Summary. The paper introduces ToolMol, an evolutionary agentic framework that combines a multi-objective genetic algorithm with an LLM-based operator equipped with an RDKit toolbox for de novo drug design. It claims state-of-the-art results on multi-objective property optimization across three protein targets, producing drug-like and synthesizable ligands with >10% stronger predicted binding affinity and >35% better gold-standard Absolute Binding Free Energy (ABFE) scores than existing methods, attributing gains to faithful tool-assisted execution of chemical modifications.

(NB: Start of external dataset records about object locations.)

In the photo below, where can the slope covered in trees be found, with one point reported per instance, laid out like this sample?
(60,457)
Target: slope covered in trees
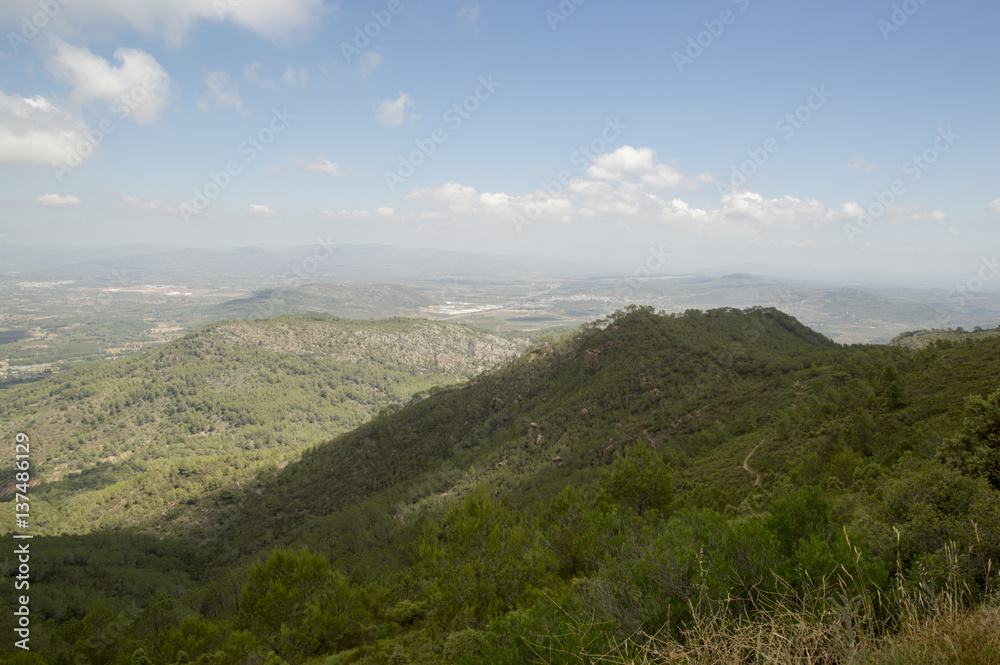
(652,488)
(133,442)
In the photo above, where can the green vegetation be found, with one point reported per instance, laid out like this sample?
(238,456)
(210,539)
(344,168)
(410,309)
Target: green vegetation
(138,442)
(695,488)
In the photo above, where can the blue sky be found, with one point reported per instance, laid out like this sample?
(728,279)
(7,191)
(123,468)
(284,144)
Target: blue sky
(727,131)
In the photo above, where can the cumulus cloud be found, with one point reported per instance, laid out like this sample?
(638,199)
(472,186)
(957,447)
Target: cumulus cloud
(859,163)
(319,164)
(258,209)
(58,200)
(221,93)
(393,112)
(171,20)
(628,161)
(901,214)
(35,131)
(139,88)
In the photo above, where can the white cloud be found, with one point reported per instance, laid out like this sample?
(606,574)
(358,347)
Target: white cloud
(629,161)
(58,200)
(347,213)
(172,19)
(252,74)
(221,93)
(35,131)
(859,163)
(319,164)
(139,87)
(369,62)
(392,112)
(914,213)
(155,204)
(293,78)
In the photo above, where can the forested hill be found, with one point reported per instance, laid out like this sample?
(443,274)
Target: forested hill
(686,383)
(698,487)
(131,442)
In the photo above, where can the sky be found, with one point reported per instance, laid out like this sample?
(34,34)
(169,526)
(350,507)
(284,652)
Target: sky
(860,134)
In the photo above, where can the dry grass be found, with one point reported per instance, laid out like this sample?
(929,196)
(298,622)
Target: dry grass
(825,627)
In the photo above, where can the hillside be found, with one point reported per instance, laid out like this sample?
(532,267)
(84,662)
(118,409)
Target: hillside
(610,493)
(921,339)
(378,301)
(119,443)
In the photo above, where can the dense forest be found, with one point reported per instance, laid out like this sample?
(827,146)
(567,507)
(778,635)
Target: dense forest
(690,488)
(137,442)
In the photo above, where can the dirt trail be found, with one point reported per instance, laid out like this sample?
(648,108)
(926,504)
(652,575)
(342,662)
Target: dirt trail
(746,465)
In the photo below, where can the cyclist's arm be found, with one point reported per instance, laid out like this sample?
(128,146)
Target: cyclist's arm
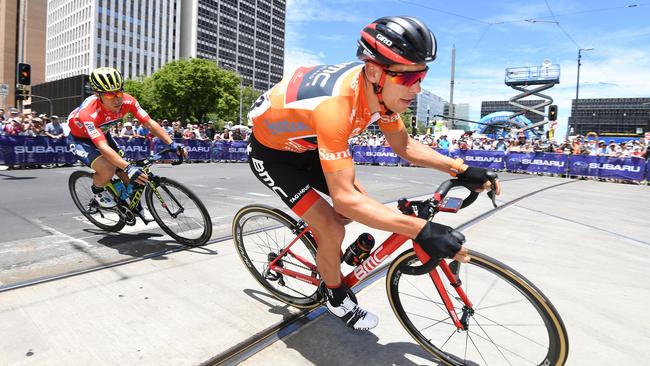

Significance. If the performance claims are supported by rigorous, reproducible validation, the work would be significant for demonstrating how tool-augmented agentic LLMs can mitigate invalid outputs in molecular generation while integrating evolutionary search for multi-objective optimization. The emphasis on chain-of-thought traces and chemical priors in LLMs offers a concrete path for hybrid AI methods in drug discovery.

major comments (3)

[§5] §5 (Experimental Evaluation): The abstract and results claim >10% affinity and >35% ABFE improvements with SOTA status, yet supply no information on the specific baselines compared, number of independent runs, statistical significance tests, or cross-validation protocols; without these the quantitative deltas cannot be assessed as supporting the central claim.
[§3.2] §3.2 (Agentic Operator and Toolbox): The assertion that the RDKit-backed toolbox enables 'precise' and 'consistent' ligand modifications is not accompanied by any reported success rate for tool calls, fraction of chemically valid edits, or failure-mode analysis; this is load-bearing because the performance gains are explicitly attributed to reliable execution by the LLM operator.
[§4.1] §4.1 (Multi-objective Fitness): No description is given of how the joint fitness (predicted affinity + drug-likeness + synthesizability) is computed or whether the evaluation pipeline includes controls against selection bias favoring ToolMol outputs; this leaves open the possibility that reported gains are artifacts of the operator rather than genuine discovery.

minor comments (2)

The paper would benefit from including at least one full chain-of-thought trace with tool calls in the main text or appendix to illustrate faithful execution.
Ensure all acronyms (ABFE, GA, CoT) are defined on first use and that figure captions explicitly state the number of replicates shown.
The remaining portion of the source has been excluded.